Independent journalist. Pariah. Believer in human rights, human dignity and liberty. Musician. Substandard Jedi. All-round failure. And future ghost.

9 Comments

  1. BINGO! I feel like you are on a journey of discovery, unearthing more truths as you ponder, consider and research what is going on in the world. Please keep this up and thanks to the link to the Rutherford Institute, perhaps I have found my people.

  2. I had a rather odd childhood — a father who had a sense of humor, very intelligent, patient and capable of great love … for life, for others, and for words. He regularly told me and my brother to “never lie; never tell all the truth, and never miss a chance to go to the bathroom — i took that to mean telling enough of the truth that the lies get absorbed in the true statements, and if you need a few minutes to get your ‘story’ together simply excuse yourself and work out what your ‘truth’ is. In today’s ‘reality’ people have lost the art of “putting one truth on a field of lies” so it all appears to be true — today’s reality is whatever people perceive they can get away with; and the more they get away with, the bigger the lies become. Conversely, I make a real effort not to lose control of my ‘truthiness’ unlike many of today’s peons; but … neither have I ever watched any ‘reality’ teevee. 🤔🤥😎

  3. Quote: “Is the entire US presidency now a reality TV show?” Well, yes, but then, it always was except that before mass marketing of reality through press, radio, TV and now Internet, it was like waiting for DaVinci to do a painting instead of having it done on PhotoShop. But there is little doubt that our current global sense of reality is entirely photo shopped.

    • Sha’Tara, from previous exchanges, you strike me as someone who thinks we’re already in the Matrix. I’m still trying to decide if I believe that or not: though I’m 100% sure we’re headed there anyway.

      • IMO we were always children of the Matrix from the day we became intelligent, sentient and self aware, but the Matrix isn’t foolproof and there were malfunctioning control implants among the billions and from these malfunctions came our philosophers and serious free thinkers, the ones who could have created a different world had they been aware of the programming that held the rest of their peers in mental bondage to forces no one understands.

  4. Or perhaps America is having the national equivalent to a psychotic break? Let’s face it fantasy and reality have always been a lot harder to distinguish across the pond. Regarding the “post-truth world” (one of the items listed at this years Bilderberg meeting), just the notion sends my mind racing off in a gazillion directions all at once (as it obviously does yours too): post-modernism, Adam Curtis, and MK Ultra are just three immediate associations (in no particular order!) Then there’s that notorious remark by Karl Rove about being the reality-makers (don’t have the quote at hand). But in the end they also want us to believe it’s a “post-truth world” for purposes of censorship on the grounds of stopping “fake news” and other conveniently manufactured memes. One final thought that occurs to me is that “seeing is believing” and yet thanks to digital technology image manipulation becomes easier and easier… eventually images will not be believable at all and what then?

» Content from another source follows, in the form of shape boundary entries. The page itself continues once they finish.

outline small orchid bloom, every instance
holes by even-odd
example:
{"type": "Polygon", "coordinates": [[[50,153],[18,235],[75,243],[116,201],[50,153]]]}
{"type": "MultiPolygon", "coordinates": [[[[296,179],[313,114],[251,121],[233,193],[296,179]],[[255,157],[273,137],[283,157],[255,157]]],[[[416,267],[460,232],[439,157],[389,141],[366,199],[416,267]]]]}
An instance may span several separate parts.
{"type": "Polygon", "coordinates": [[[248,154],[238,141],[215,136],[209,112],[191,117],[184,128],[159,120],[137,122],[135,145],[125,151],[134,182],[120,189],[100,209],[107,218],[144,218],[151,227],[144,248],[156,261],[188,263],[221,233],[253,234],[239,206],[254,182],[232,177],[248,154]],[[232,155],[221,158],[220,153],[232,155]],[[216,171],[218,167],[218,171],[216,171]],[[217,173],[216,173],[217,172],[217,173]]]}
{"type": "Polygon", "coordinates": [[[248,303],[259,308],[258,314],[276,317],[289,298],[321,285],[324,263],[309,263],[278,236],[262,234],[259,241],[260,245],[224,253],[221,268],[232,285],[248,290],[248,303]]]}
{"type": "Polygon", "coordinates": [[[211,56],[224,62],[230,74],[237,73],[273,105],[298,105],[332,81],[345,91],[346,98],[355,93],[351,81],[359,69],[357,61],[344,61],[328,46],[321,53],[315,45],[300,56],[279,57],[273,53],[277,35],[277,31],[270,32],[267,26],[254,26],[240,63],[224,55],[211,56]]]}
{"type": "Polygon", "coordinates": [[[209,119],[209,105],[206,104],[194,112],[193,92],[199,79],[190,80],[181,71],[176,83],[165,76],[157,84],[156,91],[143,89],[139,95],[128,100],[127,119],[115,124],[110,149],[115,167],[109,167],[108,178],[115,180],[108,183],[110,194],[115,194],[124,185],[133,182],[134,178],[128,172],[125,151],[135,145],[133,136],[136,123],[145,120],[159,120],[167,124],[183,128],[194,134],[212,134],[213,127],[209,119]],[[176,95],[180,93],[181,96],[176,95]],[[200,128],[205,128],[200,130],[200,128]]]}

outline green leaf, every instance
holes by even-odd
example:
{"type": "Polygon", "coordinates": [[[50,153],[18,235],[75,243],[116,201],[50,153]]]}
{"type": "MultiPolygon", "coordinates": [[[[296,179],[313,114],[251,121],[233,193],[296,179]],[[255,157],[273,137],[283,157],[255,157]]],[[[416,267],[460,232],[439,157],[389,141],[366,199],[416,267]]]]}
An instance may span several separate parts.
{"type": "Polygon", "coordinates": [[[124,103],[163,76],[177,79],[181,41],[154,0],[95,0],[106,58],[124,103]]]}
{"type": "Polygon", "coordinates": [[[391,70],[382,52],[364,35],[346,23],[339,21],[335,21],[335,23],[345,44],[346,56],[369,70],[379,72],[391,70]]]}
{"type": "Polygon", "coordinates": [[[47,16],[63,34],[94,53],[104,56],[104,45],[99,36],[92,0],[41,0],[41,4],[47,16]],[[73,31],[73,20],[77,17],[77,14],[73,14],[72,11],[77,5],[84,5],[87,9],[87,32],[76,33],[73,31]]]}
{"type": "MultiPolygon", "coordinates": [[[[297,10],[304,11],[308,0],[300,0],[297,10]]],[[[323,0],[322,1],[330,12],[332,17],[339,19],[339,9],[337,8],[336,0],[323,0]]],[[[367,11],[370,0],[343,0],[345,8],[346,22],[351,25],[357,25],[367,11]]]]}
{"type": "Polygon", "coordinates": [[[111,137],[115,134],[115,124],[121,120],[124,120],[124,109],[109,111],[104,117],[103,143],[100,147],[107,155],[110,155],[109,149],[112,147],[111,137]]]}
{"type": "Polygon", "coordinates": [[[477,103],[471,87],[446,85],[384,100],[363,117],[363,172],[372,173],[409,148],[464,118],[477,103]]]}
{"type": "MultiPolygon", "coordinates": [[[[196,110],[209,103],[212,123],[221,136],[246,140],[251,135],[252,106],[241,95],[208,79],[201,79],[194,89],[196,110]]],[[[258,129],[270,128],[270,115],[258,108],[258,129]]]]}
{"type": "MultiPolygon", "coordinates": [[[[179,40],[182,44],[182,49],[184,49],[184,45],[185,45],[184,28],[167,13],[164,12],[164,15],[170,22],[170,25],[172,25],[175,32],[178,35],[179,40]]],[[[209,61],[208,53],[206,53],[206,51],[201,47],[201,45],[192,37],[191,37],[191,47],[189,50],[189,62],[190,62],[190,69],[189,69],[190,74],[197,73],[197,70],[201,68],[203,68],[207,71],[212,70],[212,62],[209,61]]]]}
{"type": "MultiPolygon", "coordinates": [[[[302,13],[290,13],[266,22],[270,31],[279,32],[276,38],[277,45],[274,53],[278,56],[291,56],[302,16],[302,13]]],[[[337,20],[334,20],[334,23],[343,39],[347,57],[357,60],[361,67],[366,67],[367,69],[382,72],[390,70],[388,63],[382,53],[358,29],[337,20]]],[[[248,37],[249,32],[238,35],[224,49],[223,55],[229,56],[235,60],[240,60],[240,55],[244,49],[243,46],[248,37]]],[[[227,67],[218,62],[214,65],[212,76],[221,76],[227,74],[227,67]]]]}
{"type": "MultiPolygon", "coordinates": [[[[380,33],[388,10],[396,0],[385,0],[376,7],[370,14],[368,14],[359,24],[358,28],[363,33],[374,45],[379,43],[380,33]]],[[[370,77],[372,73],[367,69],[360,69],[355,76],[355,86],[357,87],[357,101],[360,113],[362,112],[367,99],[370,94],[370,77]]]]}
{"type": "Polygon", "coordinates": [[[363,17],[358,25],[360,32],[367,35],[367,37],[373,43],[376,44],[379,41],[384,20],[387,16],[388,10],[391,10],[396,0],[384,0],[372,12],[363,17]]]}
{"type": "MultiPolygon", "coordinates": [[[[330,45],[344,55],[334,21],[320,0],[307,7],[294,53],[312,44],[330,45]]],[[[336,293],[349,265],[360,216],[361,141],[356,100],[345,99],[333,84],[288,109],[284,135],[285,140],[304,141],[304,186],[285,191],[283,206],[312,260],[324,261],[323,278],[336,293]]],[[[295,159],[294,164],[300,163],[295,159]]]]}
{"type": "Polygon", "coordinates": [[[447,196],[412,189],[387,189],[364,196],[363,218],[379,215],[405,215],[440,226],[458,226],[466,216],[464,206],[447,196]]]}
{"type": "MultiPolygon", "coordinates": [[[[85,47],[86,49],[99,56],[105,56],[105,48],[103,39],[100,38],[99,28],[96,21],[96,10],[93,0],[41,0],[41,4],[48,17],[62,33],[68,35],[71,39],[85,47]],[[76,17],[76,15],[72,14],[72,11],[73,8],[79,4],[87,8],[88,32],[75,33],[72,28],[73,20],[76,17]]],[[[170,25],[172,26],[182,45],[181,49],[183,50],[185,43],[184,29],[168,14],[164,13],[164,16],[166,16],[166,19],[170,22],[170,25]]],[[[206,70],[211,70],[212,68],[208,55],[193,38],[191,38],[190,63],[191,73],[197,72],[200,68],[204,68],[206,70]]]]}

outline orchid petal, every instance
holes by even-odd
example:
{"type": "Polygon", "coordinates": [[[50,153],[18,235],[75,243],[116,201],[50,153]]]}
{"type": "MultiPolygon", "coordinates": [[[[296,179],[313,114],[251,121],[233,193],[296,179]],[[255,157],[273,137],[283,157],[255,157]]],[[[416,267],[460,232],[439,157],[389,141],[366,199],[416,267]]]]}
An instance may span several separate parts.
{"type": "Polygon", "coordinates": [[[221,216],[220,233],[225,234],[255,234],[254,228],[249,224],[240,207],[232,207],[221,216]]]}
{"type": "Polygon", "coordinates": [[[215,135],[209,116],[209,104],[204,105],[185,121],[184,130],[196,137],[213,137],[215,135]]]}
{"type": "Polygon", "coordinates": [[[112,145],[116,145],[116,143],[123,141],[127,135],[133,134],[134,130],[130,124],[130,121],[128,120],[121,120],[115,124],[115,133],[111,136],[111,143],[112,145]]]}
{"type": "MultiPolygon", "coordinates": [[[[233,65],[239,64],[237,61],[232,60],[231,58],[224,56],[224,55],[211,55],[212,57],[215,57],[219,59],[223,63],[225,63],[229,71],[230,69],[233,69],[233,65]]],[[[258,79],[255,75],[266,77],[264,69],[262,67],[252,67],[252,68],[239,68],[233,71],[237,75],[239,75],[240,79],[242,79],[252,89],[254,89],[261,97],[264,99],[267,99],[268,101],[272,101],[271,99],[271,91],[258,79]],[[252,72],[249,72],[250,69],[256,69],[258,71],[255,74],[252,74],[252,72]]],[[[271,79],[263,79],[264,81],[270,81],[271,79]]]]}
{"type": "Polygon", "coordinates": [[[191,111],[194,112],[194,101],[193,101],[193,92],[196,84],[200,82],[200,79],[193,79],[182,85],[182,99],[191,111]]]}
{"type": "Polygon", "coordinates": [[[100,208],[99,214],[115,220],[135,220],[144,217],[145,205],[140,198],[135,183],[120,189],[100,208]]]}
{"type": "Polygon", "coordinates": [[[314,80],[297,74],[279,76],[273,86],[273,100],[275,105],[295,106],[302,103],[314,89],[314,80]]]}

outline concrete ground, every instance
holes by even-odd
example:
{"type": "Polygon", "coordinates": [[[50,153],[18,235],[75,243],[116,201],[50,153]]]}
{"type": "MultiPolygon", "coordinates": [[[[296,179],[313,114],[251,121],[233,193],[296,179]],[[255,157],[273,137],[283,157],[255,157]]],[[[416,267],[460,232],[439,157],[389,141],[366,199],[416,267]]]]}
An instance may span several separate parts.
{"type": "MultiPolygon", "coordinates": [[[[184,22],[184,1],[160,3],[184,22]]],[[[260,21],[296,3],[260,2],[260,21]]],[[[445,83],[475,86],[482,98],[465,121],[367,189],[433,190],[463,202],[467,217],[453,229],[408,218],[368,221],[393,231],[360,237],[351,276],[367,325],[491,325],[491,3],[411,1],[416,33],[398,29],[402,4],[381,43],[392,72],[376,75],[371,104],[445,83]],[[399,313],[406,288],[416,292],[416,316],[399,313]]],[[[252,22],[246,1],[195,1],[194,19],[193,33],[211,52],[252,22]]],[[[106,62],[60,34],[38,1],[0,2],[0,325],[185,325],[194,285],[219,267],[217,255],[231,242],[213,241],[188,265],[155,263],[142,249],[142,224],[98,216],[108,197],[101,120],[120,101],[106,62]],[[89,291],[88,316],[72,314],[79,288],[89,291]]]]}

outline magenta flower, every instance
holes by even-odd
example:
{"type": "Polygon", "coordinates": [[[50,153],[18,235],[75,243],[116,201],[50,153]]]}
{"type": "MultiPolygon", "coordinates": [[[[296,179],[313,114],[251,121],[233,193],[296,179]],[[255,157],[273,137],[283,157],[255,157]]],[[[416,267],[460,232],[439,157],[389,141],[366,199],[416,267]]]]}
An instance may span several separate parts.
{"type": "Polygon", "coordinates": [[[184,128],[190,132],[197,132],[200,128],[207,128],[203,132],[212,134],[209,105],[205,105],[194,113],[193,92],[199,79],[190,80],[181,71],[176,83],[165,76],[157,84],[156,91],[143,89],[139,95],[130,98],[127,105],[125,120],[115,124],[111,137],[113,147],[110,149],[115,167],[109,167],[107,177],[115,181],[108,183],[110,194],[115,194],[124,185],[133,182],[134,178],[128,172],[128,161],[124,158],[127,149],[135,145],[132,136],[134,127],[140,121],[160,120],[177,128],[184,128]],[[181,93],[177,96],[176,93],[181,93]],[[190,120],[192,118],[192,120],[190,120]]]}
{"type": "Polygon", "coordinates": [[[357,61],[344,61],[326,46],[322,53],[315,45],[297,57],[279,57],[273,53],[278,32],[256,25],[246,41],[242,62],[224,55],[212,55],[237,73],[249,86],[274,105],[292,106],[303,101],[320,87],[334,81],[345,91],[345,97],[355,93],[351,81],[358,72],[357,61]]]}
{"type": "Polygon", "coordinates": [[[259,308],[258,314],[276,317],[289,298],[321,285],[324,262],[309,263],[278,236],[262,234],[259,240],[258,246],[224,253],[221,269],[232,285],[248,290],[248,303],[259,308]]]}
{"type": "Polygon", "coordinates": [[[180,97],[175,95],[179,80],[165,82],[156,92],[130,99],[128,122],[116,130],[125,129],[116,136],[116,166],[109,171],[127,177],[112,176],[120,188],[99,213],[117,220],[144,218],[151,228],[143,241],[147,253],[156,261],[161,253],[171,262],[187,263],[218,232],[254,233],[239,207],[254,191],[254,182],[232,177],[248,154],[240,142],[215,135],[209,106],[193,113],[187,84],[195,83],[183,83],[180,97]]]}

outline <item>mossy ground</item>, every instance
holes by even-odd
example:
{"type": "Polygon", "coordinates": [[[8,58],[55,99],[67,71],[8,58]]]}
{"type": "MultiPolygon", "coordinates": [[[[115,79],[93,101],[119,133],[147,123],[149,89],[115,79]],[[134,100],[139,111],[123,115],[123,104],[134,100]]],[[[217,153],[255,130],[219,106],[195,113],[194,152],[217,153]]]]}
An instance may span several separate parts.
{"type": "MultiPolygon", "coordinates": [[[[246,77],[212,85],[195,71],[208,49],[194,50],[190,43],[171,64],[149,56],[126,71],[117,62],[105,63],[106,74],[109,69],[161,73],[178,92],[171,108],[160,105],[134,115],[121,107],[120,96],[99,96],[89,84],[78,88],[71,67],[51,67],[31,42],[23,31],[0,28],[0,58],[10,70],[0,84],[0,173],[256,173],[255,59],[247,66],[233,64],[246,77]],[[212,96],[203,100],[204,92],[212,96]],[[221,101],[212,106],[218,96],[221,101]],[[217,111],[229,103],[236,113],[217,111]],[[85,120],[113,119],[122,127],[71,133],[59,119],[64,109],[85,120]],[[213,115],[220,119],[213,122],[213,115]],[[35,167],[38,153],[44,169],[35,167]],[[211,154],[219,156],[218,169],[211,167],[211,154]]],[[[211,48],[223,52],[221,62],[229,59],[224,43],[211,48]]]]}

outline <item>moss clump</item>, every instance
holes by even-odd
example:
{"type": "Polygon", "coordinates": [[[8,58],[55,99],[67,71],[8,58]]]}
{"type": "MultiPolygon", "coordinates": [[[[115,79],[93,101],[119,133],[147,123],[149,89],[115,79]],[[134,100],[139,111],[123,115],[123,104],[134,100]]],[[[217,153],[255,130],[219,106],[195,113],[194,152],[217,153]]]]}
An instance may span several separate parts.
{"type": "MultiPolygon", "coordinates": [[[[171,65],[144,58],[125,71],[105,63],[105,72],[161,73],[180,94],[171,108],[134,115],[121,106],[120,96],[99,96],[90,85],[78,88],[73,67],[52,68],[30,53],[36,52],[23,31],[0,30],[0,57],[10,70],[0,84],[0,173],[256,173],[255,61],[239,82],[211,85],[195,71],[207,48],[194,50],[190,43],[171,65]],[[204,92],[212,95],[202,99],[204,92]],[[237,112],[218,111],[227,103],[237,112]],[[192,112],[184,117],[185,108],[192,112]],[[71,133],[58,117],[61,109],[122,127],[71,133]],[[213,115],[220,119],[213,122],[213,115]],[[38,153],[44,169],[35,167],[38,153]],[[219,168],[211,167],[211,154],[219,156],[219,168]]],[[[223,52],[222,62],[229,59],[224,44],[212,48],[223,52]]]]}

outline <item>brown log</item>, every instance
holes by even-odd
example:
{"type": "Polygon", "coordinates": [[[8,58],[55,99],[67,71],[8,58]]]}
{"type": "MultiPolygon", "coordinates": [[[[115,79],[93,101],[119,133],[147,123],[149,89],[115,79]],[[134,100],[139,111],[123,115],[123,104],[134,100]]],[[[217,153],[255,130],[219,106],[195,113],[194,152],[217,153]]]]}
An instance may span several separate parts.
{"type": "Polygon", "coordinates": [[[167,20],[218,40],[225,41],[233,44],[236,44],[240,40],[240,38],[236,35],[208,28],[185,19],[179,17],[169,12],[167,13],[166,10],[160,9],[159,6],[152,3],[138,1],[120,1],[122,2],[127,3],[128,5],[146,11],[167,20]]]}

    Thanks for the very thought-provoking and entertaining overview. I look forward to reading your follow-up piece.

    • Thank you, WoC. The follow up piece might not appear for a while yet. I agree with you entirely that the ‘post truth’ thing is designed for precisely the purposes you describe. Here’s something interesting: I had a conversation with another blogger a while ago and we were trying to work out why we’ve been allowed to openly publish about things like false flags, conspiracy theories and cover-ups for so long without being shut down. And his theory was that they wanted conspiracy theory culture to take hold and become so pervasive that we would we eventually get to a ‘post-truth’ world where nothing was evidence-based anymore and where popular opinion could be directed and manipulated without any facts needing to be employed. It’s just a thought.